Pese al juramento, los samnitas retuvieron como precaución a seiscientos équites, miembros de la élite. Además, no permitieron que los demás se marcharan con sus armas. Los romanos tuvieron que dejarlas en manos de sus enemigos y pasar bajo un yugo formado por una lanza horizontal sobre dos verticales.

Era exactamente la misma humillación a la que el dictador Cincinato había sometido a los ecuos casi siglo y medio antes, la versión en negativo del pasillo triunfal que se hace a los equipos vencedores. Empezando por sus poderosos y dignos cónsules, los romanos pasaron de dos en dos, agachándose bajo el yugo, medio desnudos y entre los insultos, las burlas y los escupitajos de los samnitas que les habían tendido la trampa.

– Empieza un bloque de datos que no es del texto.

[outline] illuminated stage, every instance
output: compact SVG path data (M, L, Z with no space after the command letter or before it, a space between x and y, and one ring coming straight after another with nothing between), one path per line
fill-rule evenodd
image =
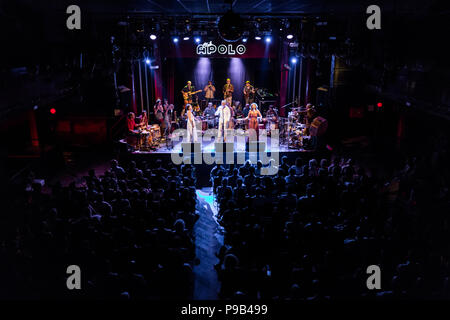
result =
M123 139L120 141L122 144L126 144L126 140ZM261 140L260 142L263 142ZM201 145L201 152L202 153L215 153L215 140L209 140L209 141L202 141L199 140L199 143ZM168 139L167 141L161 141L159 144L155 146L154 150L142 148L141 150L135 150L132 148L130 151L132 154L170 154L170 153L180 153L182 152L182 139L180 140L171 140ZM299 146L290 146L287 141L283 141L281 139L279 145L276 145L275 139L272 139L270 137L267 137L264 143L264 152L272 153L272 152L279 152L279 153L292 153L292 152L313 152L313 150L308 150L303 147ZM129 146L131 147L131 146ZM243 139L235 139L233 143L233 150L234 153L243 153L248 152L249 150L246 150L246 143ZM229 151L228 151L229 152Z

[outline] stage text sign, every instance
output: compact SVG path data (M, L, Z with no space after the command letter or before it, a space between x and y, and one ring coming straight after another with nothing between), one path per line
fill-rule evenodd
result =
M243 55L245 51L247 51L247 48L243 44L239 44L236 47L232 44L220 44L216 46L210 41L197 46L198 55Z

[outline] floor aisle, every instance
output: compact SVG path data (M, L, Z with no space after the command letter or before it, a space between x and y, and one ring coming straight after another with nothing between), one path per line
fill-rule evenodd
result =
M214 300L220 289L214 265L219 261L216 252L223 244L223 235L216 220L217 209L211 188L197 190L197 213L200 218L194 226L194 234L200 263L194 266L194 299Z

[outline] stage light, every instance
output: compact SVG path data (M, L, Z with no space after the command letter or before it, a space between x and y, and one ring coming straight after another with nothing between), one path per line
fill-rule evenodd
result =
M150 35L150 39L152 39L152 40L156 40L156 35L154 35L154 34L151 34L151 35Z
M291 62L296 64L297 63L297 58L296 57L291 58Z
M378 103L377 103L377 107L378 107L378 108L381 108L382 106L383 106L383 103L381 103L381 102L378 102Z
M174 42L174 43L177 43L178 41L179 41L178 37L174 37L174 38L173 38L173 42Z
M150 59L145 59L146 64L150 64Z
M267 43L272 42L272 37L266 37L265 41L266 41Z
M187 40L189 40L189 37L184 37L183 40L187 41Z
M55 108L51 108L51 109L50 109L50 113L51 113L51 114L55 114L55 113L56 113L56 109L55 109Z
M200 43L201 39L199 37L195 38L195 43Z
M255 40L261 40L261 37L260 36L256 36Z
M292 40L292 39L294 39L294 35L293 35L293 34L288 34L288 35L286 36L286 38L288 38L289 40Z
M246 43L247 42L247 38L242 39L242 42Z

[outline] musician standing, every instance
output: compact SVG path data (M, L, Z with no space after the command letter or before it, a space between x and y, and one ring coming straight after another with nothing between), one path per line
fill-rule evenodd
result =
M165 134L167 136L172 131L172 125L176 125L177 112L174 110L173 104L169 104L169 106L167 107L164 119L166 122Z
M255 88L250 84L250 81L245 81L244 98L245 105L251 105L255 102Z
M224 136L223 141L227 141L227 130L229 129L230 126L231 109L225 100L222 100L222 105L219 108L217 108L215 115L219 116L219 134L217 137L220 140L223 134Z
M188 81L187 84L184 86L183 90L181 90L181 94L183 95L184 99L184 105L183 107L186 107L186 105L189 103L192 103L192 93L195 91L195 87L192 85L191 81Z
M233 103L233 92L234 87L231 84L231 80L227 79L227 83L223 86L223 98L229 106L231 106L231 104Z
M156 104L153 107L153 112L155 114L156 123L161 126L164 122L164 107L161 99L158 98L158 100L156 100Z
M205 91L206 103L212 102L214 100L214 93L216 92L216 87L213 86L212 81L208 81L208 85L203 91Z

¿Se firmó al final la paz? Según los historiadores romanos, no: el senado y el pueblo rechazaron las condiciones, aunque eso supusiera la muerte de los rehenes, y luego vengaron el desastre de las Horcas Caudinas con una serie de victorias. Pero lo cierto es que Roma entregó las ciudades de Fregelas y Cales, así que los estudiosos actuales sospechan que Roma se tragó su orgullo y aceptó las condiciones impuestas por los samnitas. Ahora bien, sin duda empezaron a rumiar la venganza desde ese mismo momento. Probablemente no les habría dolido tanto la aniquilación de dos ejércitos consulares como la terrible humillación a que los habían sometido.

Aunque todos estos años se consideran parte de la Segunda Guerra Samnita, hubo paz entre ambos bandos durante media década. Los romanos reforzaron su situación en Campania mientras tanto y crearon nuevas tribus en las colonias fundadas.

En 316, los samnitas invadieron el Lacio y vencieron a los romanos en Láutulas. Pero al año siguiente fueron ellos los derrotados, y los romanos recuperaron Fregelas y empezaron a rodear el territorio samnita de colonias y de nuevos aliados.

Tras la afrenta de las Horcas Caudinas, la guerra poco a poco se fue inclinando del lado romano. La prueba fue que los ingresos que conseguían por sus conquistas les permitieron emprender un programa de obras públicas muy ambicioso.